Fixed: A fix for this issue is checked into the tree and tested.
(Resolution Date: 2019-09-11T14:20:14.297Z)

Fix Versions

2019-09-12 Art Vandelay (Release Date: 2019-09-12)

Related Links

Description

On a customer system, we've ran into these warnings at boot roughly once in ten reboots:

WARNING: /pci@14,0/pci8086,2030@0/pci1028,1f45@0 (mpt_sas0):
       config header request timeout
WARNING: /pci@14,0/pci8086,2030@0/pci1028,1f45@0 (mpt_sas0):
       Failed to get sas phy page 0 for each phy
WARNING: /pci@14,0/pci8086,2030@0/pci1028,1f45@0 (mpt_sas0):
       mptsas phy update failed

The system would then take hours to complete its boot and not find any disks/SSDs attached to the affected SAS HBA.

As it turns out this is caused by a command timeout in mptsas_access_config_page(), as indicated by the first warning. The remaining warnings are directly caused by this failure. The timeout for config header requests (and also config page requests later in the function) are hardcoded to 60s.

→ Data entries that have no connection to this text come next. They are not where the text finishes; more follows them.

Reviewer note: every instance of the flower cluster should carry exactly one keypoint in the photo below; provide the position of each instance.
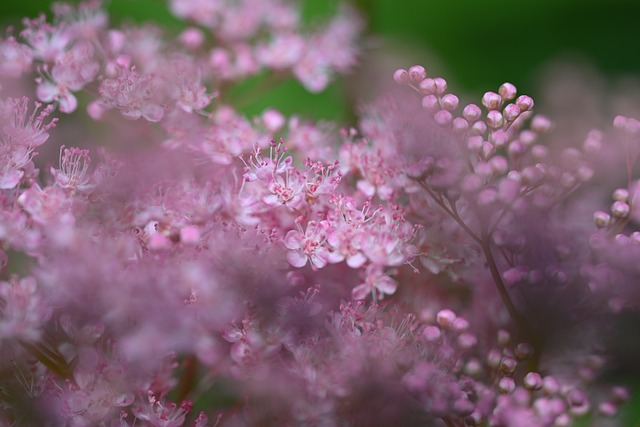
(186, 265)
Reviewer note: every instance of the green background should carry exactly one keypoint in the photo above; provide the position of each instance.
(475, 44)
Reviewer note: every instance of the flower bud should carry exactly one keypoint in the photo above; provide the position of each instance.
(620, 209)
(525, 103)
(432, 333)
(472, 112)
(601, 219)
(533, 381)
(507, 91)
(417, 73)
(494, 119)
(506, 385)
(430, 102)
(445, 318)
(401, 76)
(427, 86)
(450, 102)
(621, 195)
(511, 112)
(441, 85)
(492, 101)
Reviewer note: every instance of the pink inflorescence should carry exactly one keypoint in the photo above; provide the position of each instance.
(437, 263)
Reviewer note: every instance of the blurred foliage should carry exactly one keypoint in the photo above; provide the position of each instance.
(478, 46)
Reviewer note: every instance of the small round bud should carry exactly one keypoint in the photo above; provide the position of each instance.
(450, 102)
(445, 318)
(507, 91)
(401, 76)
(511, 112)
(417, 73)
(492, 101)
(441, 85)
(443, 117)
(620, 209)
(472, 112)
(525, 103)
(533, 381)
(478, 128)
(466, 341)
(430, 102)
(427, 86)
(621, 195)
(495, 119)
(460, 125)
(601, 219)
(506, 385)
(432, 333)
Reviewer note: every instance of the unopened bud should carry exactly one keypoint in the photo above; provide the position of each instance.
(507, 91)
(417, 73)
(401, 76)
(492, 101)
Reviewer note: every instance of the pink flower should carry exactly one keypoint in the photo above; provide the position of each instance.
(134, 94)
(308, 245)
(375, 280)
(74, 164)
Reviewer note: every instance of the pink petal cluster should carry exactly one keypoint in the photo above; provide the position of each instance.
(435, 264)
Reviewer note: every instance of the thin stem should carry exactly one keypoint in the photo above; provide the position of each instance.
(452, 213)
(483, 241)
(497, 279)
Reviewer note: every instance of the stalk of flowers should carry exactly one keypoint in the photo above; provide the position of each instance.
(217, 259)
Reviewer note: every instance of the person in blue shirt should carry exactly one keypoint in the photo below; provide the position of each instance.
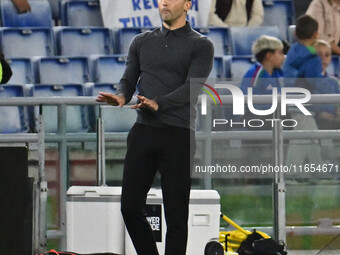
(328, 115)
(303, 67)
(266, 73)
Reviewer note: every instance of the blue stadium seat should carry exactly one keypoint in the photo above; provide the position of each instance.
(279, 13)
(84, 41)
(55, 8)
(13, 118)
(76, 116)
(237, 66)
(81, 13)
(39, 16)
(60, 70)
(291, 34)
(220, 38)
(334, 66)
(22, 71)
(116, 119)
(124, 38)
(242, 38)
(27, 42)
(108, 69)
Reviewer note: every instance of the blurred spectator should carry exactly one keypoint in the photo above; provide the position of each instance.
(303, 65)
(328, 116)
(301, 7)
(265, 73)
(301, 69)
(226, 13)
(327, 13)
(5, 70)
(22, 6)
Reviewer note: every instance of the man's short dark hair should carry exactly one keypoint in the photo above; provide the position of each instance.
(262, 54)
(306, 26)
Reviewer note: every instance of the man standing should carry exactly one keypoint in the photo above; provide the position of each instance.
(162, 62)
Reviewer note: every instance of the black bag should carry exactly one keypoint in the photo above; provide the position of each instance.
(246, 247)
(255, 244)
(268, 247)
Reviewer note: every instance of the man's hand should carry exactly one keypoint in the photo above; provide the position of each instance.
(22, 6)
(111, 99)
(146, 103)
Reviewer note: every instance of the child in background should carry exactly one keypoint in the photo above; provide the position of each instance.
(266, 73)
(328, 116)
(5, 70)
(303, 68)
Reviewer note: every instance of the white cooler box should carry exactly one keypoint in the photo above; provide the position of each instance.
(95, 224)
(94, 221)
(203, 223)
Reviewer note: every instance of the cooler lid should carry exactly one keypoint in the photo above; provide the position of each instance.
(94, 191)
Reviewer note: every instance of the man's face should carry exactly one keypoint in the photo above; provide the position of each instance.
(172, 10)
(325, 54)
(277, 58)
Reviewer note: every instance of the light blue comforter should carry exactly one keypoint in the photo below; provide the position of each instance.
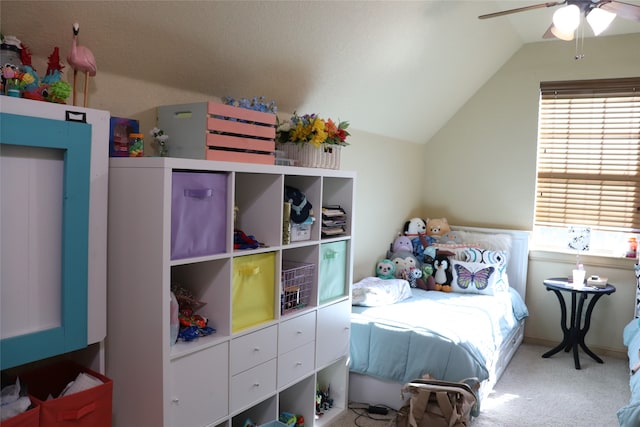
(451, 336)
(629, 415)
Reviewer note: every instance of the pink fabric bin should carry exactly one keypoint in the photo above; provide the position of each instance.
(198, 214)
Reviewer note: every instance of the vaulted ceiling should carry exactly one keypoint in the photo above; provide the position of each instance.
(394, 68)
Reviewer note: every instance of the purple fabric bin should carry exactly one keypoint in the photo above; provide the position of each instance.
(198, 214)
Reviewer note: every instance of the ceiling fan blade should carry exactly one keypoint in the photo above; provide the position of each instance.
(623, 10)
(520, 9)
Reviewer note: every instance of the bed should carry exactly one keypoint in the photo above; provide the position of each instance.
(450, 336)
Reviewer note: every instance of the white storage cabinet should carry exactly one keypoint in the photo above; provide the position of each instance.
(263, 359)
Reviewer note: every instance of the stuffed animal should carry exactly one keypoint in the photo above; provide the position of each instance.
(449, 237)
(415, 229)
(385, 269)
(427, 277)
(437, 227)
(401, 243)
(413, 275)
(403, 261)
(442, 274)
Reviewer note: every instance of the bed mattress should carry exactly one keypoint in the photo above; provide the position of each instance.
(450, 336)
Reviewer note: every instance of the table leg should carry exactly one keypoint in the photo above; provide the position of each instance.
(566, 338)
(576, 319)
(587, 324)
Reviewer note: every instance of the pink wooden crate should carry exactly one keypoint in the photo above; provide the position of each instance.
(215, 131)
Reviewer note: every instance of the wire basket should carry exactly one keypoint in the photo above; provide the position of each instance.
(296, 284)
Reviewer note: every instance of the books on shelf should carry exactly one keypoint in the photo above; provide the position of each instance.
(334, 221)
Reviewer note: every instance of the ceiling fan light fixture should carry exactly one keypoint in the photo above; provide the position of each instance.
(567, 19)
(599, 19)
(562, 35)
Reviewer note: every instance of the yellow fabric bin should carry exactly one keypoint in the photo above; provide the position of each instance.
(333, 271)
(253, 290)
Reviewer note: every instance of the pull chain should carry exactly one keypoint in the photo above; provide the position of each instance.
(580, 42)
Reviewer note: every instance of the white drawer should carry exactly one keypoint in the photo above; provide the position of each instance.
(200, 395)
(296, 332)
(296, 364)
(333, 333)
(254, 348)
(253, 385)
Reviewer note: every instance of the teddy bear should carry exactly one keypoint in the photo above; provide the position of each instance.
(385, 269)
(415, 229)
(437, 227)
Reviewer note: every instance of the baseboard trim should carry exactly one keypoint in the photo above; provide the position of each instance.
(600, 351)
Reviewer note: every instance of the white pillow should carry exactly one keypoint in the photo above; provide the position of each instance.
(473, 277)
(374, 291)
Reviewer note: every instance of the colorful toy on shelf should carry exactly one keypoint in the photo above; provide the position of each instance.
(192, 325)
(81, 59)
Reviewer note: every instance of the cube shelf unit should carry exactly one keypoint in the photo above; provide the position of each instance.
(262, 360)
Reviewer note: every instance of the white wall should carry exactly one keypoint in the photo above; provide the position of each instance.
(482, 171)
(390, 172)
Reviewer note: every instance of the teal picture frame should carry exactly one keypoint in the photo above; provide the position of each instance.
(74, 140)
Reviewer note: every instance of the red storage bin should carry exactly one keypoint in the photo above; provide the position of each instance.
(88, 408)
(30, 418)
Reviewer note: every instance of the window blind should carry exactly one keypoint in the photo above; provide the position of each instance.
(589, 154)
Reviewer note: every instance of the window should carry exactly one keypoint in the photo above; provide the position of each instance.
(589, 159)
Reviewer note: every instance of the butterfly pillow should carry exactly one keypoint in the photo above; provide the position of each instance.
(474, 277)
(497, 258)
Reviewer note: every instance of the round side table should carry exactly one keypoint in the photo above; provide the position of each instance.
(572, 329)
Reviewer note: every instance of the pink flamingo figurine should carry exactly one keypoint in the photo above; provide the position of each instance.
(81, 58)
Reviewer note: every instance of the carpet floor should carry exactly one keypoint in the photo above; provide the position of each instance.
(540, 392)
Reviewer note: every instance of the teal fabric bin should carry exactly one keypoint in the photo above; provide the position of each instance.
(333, 271)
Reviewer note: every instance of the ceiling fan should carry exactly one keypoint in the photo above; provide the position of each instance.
(598, 13)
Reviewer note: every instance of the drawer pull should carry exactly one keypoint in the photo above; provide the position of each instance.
(330, 254)
(249, 270)
(198, 193)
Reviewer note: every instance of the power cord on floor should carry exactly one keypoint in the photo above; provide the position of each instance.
(372, 412)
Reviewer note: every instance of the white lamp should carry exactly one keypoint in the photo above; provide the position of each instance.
(599, 20)
(561, 35)
(566, 19)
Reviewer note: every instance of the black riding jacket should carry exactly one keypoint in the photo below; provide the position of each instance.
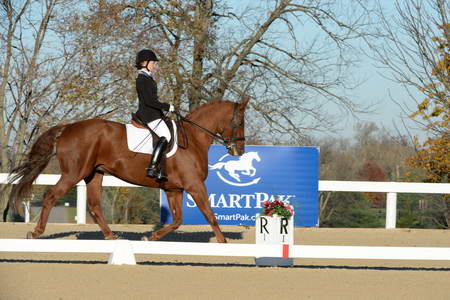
(150, 108)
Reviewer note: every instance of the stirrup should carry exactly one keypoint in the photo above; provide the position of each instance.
(160, 176)
(152, 172)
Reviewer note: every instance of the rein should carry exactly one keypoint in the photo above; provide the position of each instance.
(218, 137)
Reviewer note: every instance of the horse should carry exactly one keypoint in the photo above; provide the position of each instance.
(243, 164)
(88, 149)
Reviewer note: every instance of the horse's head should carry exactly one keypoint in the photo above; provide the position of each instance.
(234, 132)
(255, 156)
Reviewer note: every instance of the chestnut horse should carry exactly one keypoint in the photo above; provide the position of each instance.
(88, 149)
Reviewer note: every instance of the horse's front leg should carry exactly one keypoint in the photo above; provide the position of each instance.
(94, 195)
(174, 198)
(198, 192)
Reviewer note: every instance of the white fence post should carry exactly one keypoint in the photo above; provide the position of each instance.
(391, 210)
(27, 208)
(81, 203)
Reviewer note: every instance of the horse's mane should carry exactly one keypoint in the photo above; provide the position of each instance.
(207, 107)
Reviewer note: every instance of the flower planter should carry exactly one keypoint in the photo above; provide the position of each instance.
(274, 230)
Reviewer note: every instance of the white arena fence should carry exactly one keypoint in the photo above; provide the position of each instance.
(123, 251)
(390, 188)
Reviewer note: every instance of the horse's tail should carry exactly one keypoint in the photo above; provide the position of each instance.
(217, 166)
(36, 161)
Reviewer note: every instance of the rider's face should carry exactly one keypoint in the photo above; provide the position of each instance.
(152, 66)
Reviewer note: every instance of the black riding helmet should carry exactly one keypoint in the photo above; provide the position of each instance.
(145, 55)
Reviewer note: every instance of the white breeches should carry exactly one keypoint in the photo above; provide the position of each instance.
(160, 128)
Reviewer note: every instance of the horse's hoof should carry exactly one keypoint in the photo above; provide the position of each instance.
(112, 237)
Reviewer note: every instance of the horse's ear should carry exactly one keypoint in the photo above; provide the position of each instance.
(244, 102)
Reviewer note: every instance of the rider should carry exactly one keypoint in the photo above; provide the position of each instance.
(151, 110)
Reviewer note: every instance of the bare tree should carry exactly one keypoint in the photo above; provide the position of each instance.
(292, 57)
(415, 52)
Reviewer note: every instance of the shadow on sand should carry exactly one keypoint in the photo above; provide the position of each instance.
(176, 236)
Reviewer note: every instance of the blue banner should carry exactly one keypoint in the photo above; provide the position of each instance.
(238, 186)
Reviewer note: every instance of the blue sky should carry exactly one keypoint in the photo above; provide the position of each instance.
(375, 90)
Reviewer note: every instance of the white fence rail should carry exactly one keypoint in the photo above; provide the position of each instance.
(123, 251)
(390, 188)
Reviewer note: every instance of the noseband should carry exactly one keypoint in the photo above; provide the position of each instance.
(228, 143)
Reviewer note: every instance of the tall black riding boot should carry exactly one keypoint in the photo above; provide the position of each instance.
(154, 170)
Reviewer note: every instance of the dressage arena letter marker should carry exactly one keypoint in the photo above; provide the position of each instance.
(275, 230)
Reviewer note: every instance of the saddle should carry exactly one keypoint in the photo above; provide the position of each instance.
(138, 123)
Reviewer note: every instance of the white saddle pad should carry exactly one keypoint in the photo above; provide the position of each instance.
(140, 140)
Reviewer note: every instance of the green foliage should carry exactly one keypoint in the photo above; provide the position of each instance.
(353, 210)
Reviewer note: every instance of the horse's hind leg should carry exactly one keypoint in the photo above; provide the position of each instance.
(201, 199)
(94, 197)
(57, 191)
(174, 198)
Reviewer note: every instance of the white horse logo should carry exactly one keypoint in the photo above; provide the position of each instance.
(244, 165)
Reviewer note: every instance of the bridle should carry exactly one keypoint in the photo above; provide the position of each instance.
(228, 143)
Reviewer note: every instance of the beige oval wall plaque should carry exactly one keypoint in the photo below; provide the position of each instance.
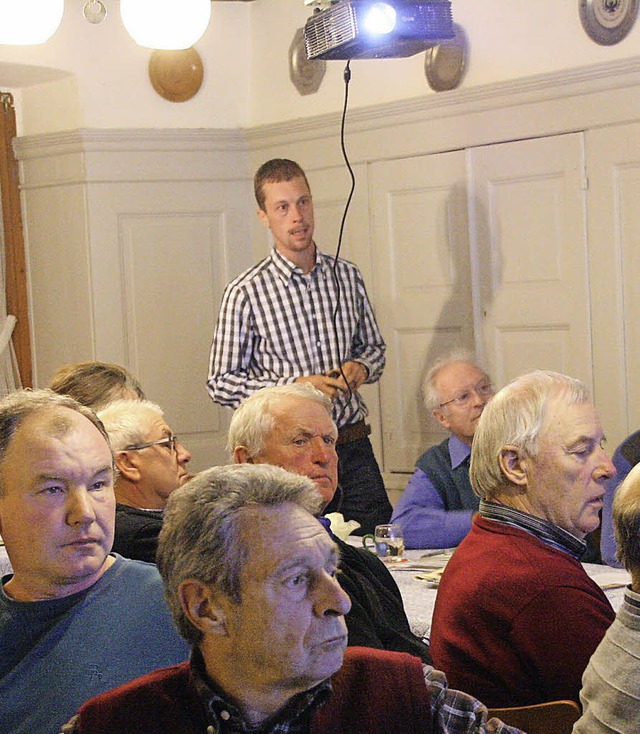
(608, 21)
(176, 75)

It turns out there's an oversight in mptsas_access_config_page(): just as in other places in mpt_sas it already contains code to reset the I/O controller when a command timeout happened. This code is just never executed, leaving the controller in a hung state.

This can be easily fixed. It is still unclear what causes these timeouts in the first place. With the IOC reset being done properly the timeouts may still happen every now and then at reboot, but they won't cause any more harm than a single 60s delay at boot. All disks/SSDs are visible and usable.

Comments

Comment by Hans Rosenfeld
Created at 2019-09-10T16:13:04.510Z

Testing: I've manually rebooted the customers system a few times until the timeouts happened at boot. Previously a timeout meant the system would take ages to boot and then see none of its SSDs. With these changes implemented the system did experience a short delay (60s) due to the timeout, but once it finished booting all SSDs were visible and usable, the system behaved as expected.


Comment by Jira Bot
Created at 2019-09-11T14:16:56.286Z

illumos-joyent commit 526bf199ed8900945f9dffc3041ec322a758285c (branch master, by Hans Rosenfeld)

OS-7981 mpt_sas hangs after config header request timeout
Reviewed by: Robert Mustacchi <rm+illumos@fingolfin.org>
Reviewed by: Jerry Jelinek <jerry.jelinek@joyent.com>
Approved by: Jerry Jelinek <jerry.jelinek@joyent.com>